For $x \in [0,1)$ then the continued fraction representation of $$x=0 + \cfrac{1}{a_1(x)+\cfrac{1}{a_2(x)+\cfrac{1}{a_3(x)+\cfrac{1}{\dots}}}}$$ can be written as $[0; a_1(x), a_2(x), a_3(x), \dotsc]$ where $a_j(x)$ is a positive integer.
Define $F(n_1, n_2, \dots, n_k)$ to be a set of all $x \in [0,1)$ such that $$a_1(x) = n_1, a_2(x) = n_2, \dots, a_k(x) = n_k$$ (first $k$ digits in the continued fraction expansion is $n_1, \dots, n_k$).
Define $\mu$ be the (Gauss) measure, $$\mu(A) = \int_A \frac{1}{\log{2}}\frac{dt}{t+1}.$$
Then $$\mu(F(n_1, n_2, ..., n_k)) = \mu(F(n_k, n_{k-1}, ..., n_1)).$$
I want to verify the result. I study Ergodic Theory of Number using the online material : https://www-fourier.ujf-grenoble.fr/sites/default/files/files/fichiers/lecturenotesdajani2013.pdf
This fact is listed on the page $38$ of the pdf file. I check the book that mentioned as reference, but it is one of the exercise without proof.
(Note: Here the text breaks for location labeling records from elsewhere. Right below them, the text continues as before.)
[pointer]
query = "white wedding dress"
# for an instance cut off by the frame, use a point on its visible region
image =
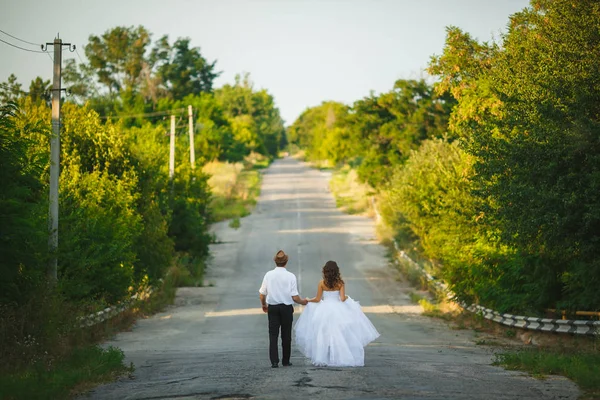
(334, 332)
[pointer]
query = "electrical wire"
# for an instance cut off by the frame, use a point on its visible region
(21, 40)
(78, 56)
(154, 114)
(22, 48)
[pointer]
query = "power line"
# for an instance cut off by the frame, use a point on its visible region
(154, 114)
(22, 48)
(77, 52)
(21, 40)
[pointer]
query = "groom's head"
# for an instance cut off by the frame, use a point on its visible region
(280, 258)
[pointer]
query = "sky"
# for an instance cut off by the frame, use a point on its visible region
(303, 52)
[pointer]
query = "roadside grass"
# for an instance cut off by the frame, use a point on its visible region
(581, 367)
(56, 358)
(82, 369)
(235, 187)
(187, 271)
(540, 354)
(351, 196)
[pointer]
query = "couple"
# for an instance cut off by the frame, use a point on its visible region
(332, 330)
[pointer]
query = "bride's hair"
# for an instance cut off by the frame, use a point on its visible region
(331, 275)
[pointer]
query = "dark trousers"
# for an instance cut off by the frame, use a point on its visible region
(280, 315)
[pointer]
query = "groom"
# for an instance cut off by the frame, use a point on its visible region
(278, 290)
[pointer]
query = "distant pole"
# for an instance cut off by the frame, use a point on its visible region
(172, 149)
(192, 150)
(54, 163)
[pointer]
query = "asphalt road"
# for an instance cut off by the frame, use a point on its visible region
(213, 343)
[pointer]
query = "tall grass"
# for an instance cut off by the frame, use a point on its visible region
(235, 187)
(83, 367)
(351, 196)
(581, 367)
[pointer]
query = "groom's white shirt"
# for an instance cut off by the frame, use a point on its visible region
(279, 285)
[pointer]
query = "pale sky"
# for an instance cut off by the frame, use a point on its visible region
(302, 51)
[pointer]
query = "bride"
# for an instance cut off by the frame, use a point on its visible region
(333, 330)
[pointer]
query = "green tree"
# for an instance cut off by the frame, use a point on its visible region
(182, 70)
(11, 90)
(22, 206)
(118, 57)
(255, 121)
(530, 117)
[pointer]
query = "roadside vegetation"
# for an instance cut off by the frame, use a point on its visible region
(235, 187)
(125, 222)
(488, 177)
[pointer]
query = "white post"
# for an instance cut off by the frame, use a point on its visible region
(54, 164)
(192, 150)
(172, 149)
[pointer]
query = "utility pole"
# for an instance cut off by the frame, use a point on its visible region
(192, 150)
(55, 160)
(172, 149)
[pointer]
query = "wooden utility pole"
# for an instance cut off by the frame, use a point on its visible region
(54, 161)
(172, 149)
(192, 150)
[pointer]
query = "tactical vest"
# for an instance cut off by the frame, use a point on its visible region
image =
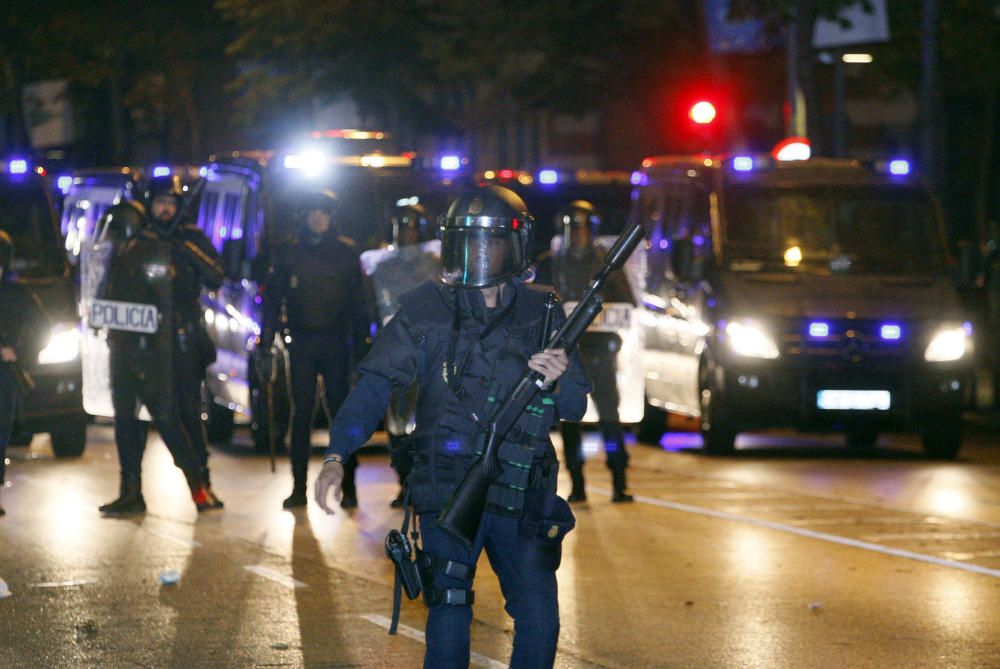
(463, 376)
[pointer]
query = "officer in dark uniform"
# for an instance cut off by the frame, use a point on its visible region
(21, 316)
(570, 271)
(407, 265)
(466, 342)
(317, 278)
(159, 370)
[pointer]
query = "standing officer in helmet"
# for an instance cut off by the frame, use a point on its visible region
(465, 342)
(570, 270)
(392, 271)
(317, 279)
(160, 262)
(20, 317)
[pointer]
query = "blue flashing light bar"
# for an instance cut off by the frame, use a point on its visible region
(548, 177)
(819, 329)
(899, 167)
(890, 332)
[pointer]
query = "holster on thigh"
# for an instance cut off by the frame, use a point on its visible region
(439, 591)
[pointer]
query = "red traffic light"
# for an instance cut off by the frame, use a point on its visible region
(702, 112)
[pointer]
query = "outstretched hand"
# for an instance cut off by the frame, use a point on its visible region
(330, 478)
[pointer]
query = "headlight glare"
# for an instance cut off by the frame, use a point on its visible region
(750, 340)
(63, 345)
(948, 344)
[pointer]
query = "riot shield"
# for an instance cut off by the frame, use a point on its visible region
(129, 308)
(393, 271)
(614, 339)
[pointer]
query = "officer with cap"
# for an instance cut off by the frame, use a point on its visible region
(159, 259)
(317, 280)
(570, 271)
(466, 341)
(20, 316)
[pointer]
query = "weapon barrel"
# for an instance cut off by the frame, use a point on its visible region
(460, 518)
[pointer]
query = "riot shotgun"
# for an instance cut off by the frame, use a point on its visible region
(460, 518)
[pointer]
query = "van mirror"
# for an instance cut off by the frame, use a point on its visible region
(682, 260)
(232, 257)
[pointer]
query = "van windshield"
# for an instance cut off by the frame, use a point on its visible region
(851, 228)
(25, 216)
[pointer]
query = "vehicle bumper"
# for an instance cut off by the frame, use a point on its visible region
(55, 398)
(784, 394)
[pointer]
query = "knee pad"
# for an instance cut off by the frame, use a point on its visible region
(437, 591)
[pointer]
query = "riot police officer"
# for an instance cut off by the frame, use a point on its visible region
(392, 271)
(159, 261)
(466, 342)
(317, 279)
(20, 316)
(570, 271)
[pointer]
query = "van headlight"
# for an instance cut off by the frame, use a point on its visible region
(63, 345)
(949, 343)
(749, 339)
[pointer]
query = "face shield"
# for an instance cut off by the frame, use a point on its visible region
(480, 252)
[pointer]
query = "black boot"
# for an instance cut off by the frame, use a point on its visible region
(129, 500)
(298, 497)
(578, 494)
(618, 481)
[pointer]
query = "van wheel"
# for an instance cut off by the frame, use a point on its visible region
(69, 440)
(652, 426)
(943, 438)
(861, 438)
(718, 433)
(218, 421)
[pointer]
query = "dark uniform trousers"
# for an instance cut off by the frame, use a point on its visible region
(129, 386)
(600, 362)
(8, 403)
(529, 589)
(315, 354)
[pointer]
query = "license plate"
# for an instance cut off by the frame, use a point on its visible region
(854, 400)
(614, 316)
(127, 316)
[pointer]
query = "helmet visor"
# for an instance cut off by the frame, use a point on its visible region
(474, 257)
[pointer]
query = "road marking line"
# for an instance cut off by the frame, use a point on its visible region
(417, 635)
(64, 584)
(188, 543)
(275, 576)
(811, 534)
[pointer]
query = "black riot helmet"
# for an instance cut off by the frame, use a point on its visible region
(578, 222)
(6, 253)
(408, 225)
(309, 201)
(122, 221)
(159, 191)
(485, 238)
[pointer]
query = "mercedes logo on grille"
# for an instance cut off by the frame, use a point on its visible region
(853, 349)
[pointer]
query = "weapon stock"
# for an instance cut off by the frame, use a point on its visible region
(460, 518)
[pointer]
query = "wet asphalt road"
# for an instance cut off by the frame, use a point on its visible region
(792, 553)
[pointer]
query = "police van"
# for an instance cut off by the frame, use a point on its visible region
(248, 209)
(28, 216)
(812, 294)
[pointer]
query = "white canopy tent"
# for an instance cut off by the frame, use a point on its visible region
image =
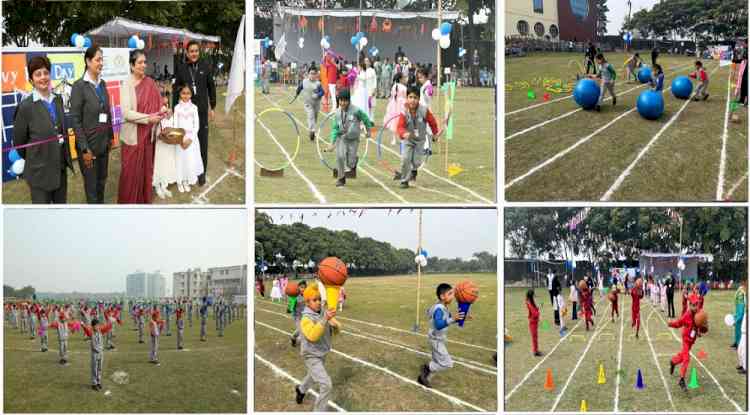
(162, 42)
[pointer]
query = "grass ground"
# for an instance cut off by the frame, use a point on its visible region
(205, 377)
(228, 179)
(363, 384)
(553, 152)
(575, 361)
(472, 148)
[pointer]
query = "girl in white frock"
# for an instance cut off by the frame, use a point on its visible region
(165, 163)
(189, 162)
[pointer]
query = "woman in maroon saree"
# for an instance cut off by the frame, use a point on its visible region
(141, 102)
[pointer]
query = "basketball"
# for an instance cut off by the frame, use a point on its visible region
(332, 271)
(292, 289)
(701, 319)
(466, 292)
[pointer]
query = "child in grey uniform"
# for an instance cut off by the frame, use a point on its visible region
(345, 136)
(440, 320)
(317, 330)
(312, 92)
(299, 306)
(412, 129)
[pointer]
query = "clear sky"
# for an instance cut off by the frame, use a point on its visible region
(618, 11)
(92, 250)
(447, 233)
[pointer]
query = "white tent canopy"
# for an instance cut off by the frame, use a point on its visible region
(121, 28)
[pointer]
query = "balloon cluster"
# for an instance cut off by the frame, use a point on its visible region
(80, 41)
(359, 41)
(17, 163)
(442, 35)
(325, 42)
(134, 42)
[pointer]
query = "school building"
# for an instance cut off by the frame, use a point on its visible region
(553, 20)
(215, 282)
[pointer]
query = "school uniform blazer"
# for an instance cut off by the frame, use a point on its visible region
(45, 163)
(85, 108)
(205, 99)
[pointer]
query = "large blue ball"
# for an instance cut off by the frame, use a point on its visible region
(586, 93)
(650, 105)
(682, 87)
(644, 75)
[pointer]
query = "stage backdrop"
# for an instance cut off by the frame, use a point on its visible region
(67, 67)
(385, 30)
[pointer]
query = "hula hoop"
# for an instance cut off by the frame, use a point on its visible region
(379, 142)
(296, 129)
(320, 138)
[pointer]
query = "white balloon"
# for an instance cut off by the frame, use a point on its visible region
(436, 34)
(18, 166)
(445, 42)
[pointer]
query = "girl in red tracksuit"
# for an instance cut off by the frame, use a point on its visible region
(636, 293)
(690, 333)
(587, 303)
(533, 322)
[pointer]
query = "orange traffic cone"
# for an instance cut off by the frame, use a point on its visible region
(549, 384)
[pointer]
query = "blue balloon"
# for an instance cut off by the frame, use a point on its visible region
(644, 75)
(650, 105)
(445, 28)
(13, 156)
(586, 93)
(682, 87)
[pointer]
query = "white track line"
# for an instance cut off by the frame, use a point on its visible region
(530, 107)
(708, 372)
(656, 361)
(450, 398)
(565, 115)
(544, 358)
(281, 372)
(310, 184)
(624, 175)
(578, 364)
(736, 185)
(466, 363)
(619, 354)
(386, 188)
(724, 137)
(401, 330)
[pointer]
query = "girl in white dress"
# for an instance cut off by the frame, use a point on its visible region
(165, 157)
(189, 162)
(276, 290)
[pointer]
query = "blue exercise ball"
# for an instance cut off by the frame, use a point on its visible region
(644, 75)
(682, 87)
(586, 93)
(650, 105)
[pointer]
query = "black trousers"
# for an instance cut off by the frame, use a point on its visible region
(95, 178)
(57, 196)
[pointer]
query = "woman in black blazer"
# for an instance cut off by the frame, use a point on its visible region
(40, 119)
(92, 122)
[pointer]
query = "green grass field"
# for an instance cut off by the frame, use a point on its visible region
(575, 361)
(228, 179)
(472, 148)
(204, 377)
(363, 351)
(554, 152)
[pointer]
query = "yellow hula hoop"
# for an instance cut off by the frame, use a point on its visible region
(299, 138)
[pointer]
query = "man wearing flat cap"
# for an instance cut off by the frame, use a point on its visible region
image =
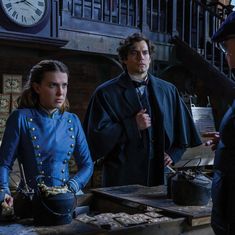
(223, 186)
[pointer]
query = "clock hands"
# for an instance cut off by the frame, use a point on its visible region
(29, 4)
(25, 2)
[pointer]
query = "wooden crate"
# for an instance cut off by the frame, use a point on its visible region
(4, 103)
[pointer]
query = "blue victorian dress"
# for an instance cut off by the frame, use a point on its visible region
(43, 144)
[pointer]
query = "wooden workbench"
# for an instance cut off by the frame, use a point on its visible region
(123, 203)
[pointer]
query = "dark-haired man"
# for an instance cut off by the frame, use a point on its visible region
(223, 186)
(136, 122)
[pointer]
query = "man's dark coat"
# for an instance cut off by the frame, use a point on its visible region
(112, 131)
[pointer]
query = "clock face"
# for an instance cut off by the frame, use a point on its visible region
(24, 12)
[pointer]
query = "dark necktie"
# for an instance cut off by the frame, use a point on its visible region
(139, 84)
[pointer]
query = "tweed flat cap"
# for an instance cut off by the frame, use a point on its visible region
(226, 30)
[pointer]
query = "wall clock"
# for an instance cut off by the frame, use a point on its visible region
(24, 14)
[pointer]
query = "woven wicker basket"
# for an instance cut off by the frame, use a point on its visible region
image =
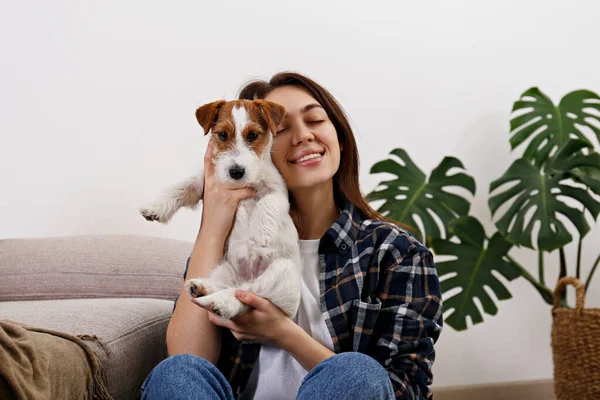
(575, 346)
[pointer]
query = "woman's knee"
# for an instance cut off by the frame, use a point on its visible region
(358, 367)
(348, 375)
(185, 376)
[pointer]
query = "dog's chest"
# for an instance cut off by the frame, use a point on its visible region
(252, 268)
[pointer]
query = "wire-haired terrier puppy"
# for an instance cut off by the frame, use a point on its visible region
(261, 254)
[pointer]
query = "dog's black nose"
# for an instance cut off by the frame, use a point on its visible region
(236, 172)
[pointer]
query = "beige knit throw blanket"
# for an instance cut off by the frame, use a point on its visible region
(37, 363)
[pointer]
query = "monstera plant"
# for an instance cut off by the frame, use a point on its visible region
(557, 175)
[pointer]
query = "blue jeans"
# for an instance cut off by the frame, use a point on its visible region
(343, 376)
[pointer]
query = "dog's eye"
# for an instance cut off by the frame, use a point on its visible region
(252, 136)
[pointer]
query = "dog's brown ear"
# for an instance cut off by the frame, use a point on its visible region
(272, 112)
(207, 114)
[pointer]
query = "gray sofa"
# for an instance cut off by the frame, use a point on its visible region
(118, 288)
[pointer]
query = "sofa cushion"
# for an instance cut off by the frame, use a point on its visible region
(94, 266)
(133, 332)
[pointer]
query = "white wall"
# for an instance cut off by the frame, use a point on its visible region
(97, 105)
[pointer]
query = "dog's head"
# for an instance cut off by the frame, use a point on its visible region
(243, 133)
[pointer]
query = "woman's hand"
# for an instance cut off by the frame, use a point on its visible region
(219, 201)
(265, 323)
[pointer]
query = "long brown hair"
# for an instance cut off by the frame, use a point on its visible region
(345, 180)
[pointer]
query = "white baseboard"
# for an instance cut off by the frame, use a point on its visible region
(530, 390)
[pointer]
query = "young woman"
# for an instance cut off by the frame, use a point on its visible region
(371, 303)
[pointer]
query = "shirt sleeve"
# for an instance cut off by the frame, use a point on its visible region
(410, 318)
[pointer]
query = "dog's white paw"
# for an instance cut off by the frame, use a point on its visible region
(198, 287)
(223, 303)
(153, 213)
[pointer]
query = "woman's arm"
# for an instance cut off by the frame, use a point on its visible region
(189, 323)
(409, 322)
(267, 324)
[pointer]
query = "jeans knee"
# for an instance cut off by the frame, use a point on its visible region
(360, 368)
(184, 375)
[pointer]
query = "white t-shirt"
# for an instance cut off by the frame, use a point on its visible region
(277, 375)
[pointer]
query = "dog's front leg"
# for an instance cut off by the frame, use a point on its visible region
(280, 284)
(185, 194)
(223, 303)
(223, 276)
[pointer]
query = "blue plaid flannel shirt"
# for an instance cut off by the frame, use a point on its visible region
(380, 295)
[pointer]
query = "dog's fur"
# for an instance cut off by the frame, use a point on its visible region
(262, 254)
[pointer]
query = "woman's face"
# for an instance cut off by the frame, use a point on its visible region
(305, 150)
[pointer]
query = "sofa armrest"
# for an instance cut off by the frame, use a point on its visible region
(92, 266)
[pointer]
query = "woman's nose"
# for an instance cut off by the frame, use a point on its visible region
(302, 134)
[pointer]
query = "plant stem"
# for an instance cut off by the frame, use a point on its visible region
(563, 263)
(542, 289)
(578, 274)
(563, 272)
(541, 267)
(587, 283)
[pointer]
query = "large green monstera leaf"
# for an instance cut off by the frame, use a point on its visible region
(538, 193)
(550, 125)
(410, 193)
(472, 270)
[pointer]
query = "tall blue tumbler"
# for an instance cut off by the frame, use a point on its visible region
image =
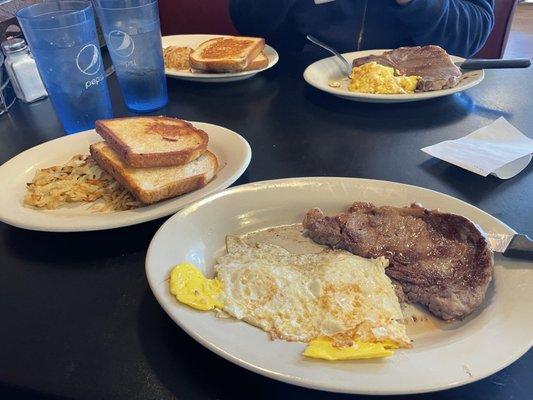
(62, 37)
(133, 37)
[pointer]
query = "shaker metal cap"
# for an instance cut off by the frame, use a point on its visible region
(13, 45)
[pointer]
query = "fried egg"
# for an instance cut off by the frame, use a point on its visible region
(342, 305)
(375, 78)
(331, 294)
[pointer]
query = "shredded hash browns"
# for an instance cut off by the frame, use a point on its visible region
(79, 180)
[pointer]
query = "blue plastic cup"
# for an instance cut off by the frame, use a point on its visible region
(133, 37)
(62, 37)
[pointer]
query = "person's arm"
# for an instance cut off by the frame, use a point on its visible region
(459, 26)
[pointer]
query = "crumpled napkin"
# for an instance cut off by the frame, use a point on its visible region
(499, 149)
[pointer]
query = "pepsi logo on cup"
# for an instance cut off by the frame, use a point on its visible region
(88, 59)
(121, 43)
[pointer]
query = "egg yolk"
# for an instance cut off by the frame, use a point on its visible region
(375, 78)
(191, 287)
(323, 348)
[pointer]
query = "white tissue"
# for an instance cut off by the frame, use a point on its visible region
(499, 149)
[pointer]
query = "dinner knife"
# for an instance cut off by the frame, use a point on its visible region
(494, 64)
(516, 245)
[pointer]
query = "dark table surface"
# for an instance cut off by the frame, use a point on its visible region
(77, 317)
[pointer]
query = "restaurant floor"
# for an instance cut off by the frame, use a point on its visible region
(521, 35)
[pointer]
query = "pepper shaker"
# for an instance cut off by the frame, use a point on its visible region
(22, 71)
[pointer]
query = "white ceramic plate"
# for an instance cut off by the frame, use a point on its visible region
(232, 150)
(443, 356)
(194, 41)
(321, 73)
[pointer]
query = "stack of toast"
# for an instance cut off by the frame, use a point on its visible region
(154, 158)
(221, 54)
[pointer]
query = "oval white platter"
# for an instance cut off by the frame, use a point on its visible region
(322, 72)
(444, 355)
(232, 150)
(194, 41)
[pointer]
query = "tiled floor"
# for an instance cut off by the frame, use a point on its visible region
(520, 44)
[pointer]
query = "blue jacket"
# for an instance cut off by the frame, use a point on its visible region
(459, 26)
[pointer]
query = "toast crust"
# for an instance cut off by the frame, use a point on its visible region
(156, 159)
(260, 62)
(173, 189)
(224, 54)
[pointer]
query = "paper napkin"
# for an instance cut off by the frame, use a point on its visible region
(499, 149)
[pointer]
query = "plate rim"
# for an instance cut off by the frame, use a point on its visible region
(150, 215)
(386, 98)
(284, 377)
(217, 77)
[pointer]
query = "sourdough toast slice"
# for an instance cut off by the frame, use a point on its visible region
(260, 62)
(153, 141)
(150, 185)
(177, 57)
(226, 54)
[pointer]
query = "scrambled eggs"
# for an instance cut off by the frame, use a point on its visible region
(342, 305)
(375, 78)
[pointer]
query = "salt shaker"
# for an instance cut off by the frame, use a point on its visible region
(22, 71)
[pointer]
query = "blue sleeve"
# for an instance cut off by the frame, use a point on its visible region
(459, 26)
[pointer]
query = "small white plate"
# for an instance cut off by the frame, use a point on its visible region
(233, 152)
(444, 355)
(193, 41)
(322, 72)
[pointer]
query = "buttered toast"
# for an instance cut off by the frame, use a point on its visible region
(226, 54)
(261, 61)
(153, 141)
(150, 185)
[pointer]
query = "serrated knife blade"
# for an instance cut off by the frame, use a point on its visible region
(516, 245)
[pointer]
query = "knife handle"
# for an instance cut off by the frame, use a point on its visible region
(521, 246)
(492, 64)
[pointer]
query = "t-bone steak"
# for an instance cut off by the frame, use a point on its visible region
(440, 260)
(431, 63)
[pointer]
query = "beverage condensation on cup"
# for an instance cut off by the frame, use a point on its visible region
(63, 40)
(133, 36)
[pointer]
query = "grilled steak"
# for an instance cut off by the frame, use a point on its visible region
(440, 260)
(431, 63)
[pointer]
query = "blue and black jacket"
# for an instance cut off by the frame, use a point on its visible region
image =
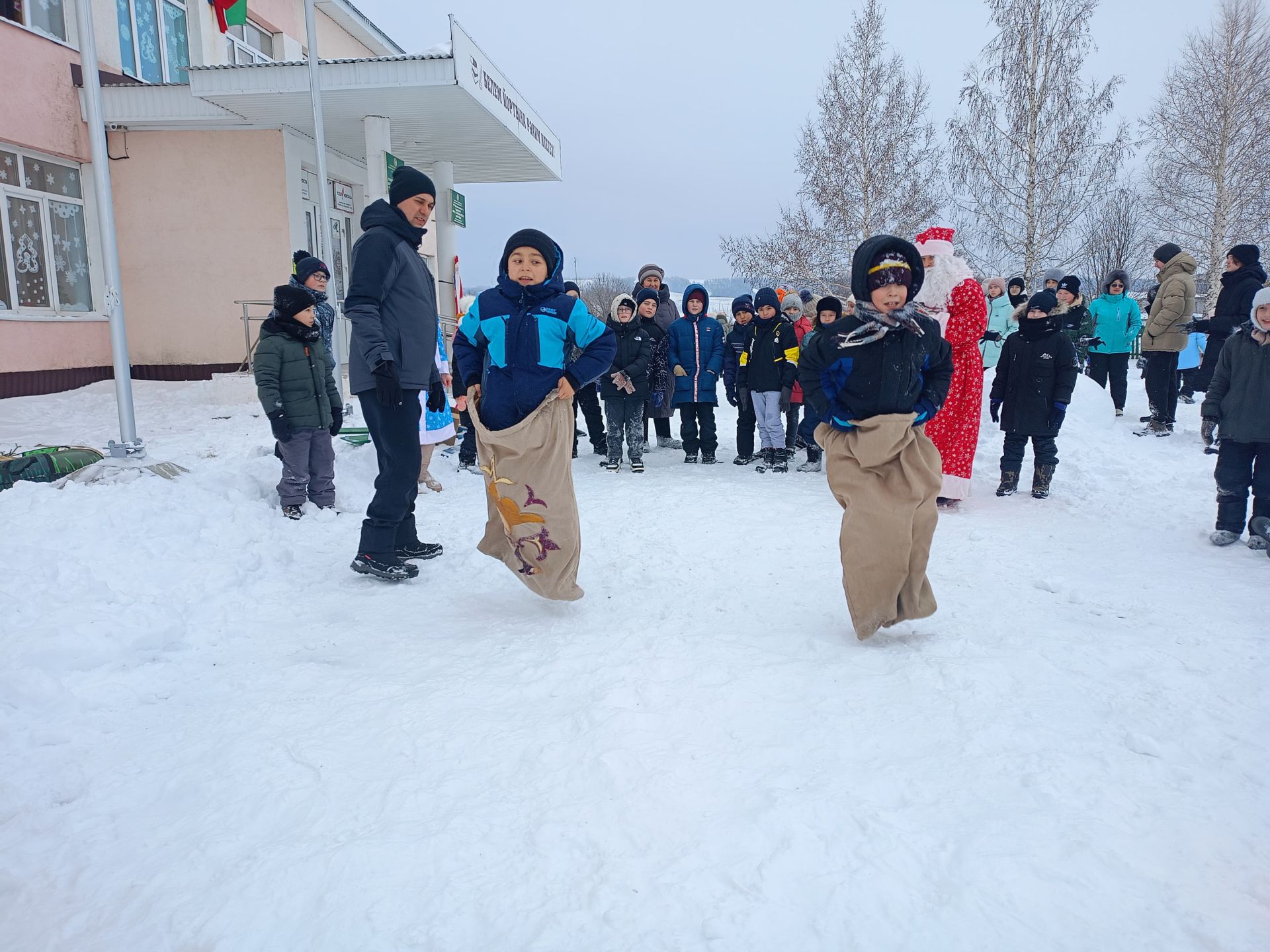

I try the case when the length is 2: $$\mu(F(m, n)) = \frac{1}{\log(2)}\int_{F(m, n)} \frac{dt}{t+1} = \frac{\log(x+1)}{\log(2)}|_{F(m, n)}.$$
Since $F(m, n) = \Big[\frac{n}{nm+1}, \frac{n+1}{m(n+1)+1}\Big)$ and $F(n, m) = \Big[\frac{m}{nm+1}, \frac{m+1}{n(m+1)+1}\Big),$ by a simple simplification $$\log(x+1)|_{F(m,n)} = \log\Big(\frac{n + nm+1}{mn+1} \cdot \frac{m(n+1)+1}{n+1+m(n+1)+1}\Big)$$ and $$\log(x+1)|_{F(n, m)} = \log\Big(\frac{m+nm+1}{mn+1} \cdot \frac{n(m+1)+1}{m+1+n(m+1)+1}\Big).$$
So $$\mu(F(m,n)) = \mu(F(n,m)).$$
For general case of length $k$, it is quite hard to find the actual form of $F(n_1, n_2, \dots, n_k)$ and $F(n_k, \dots, n_1)$. So I wonder if there is a more straigth forward way to see why this identity holds.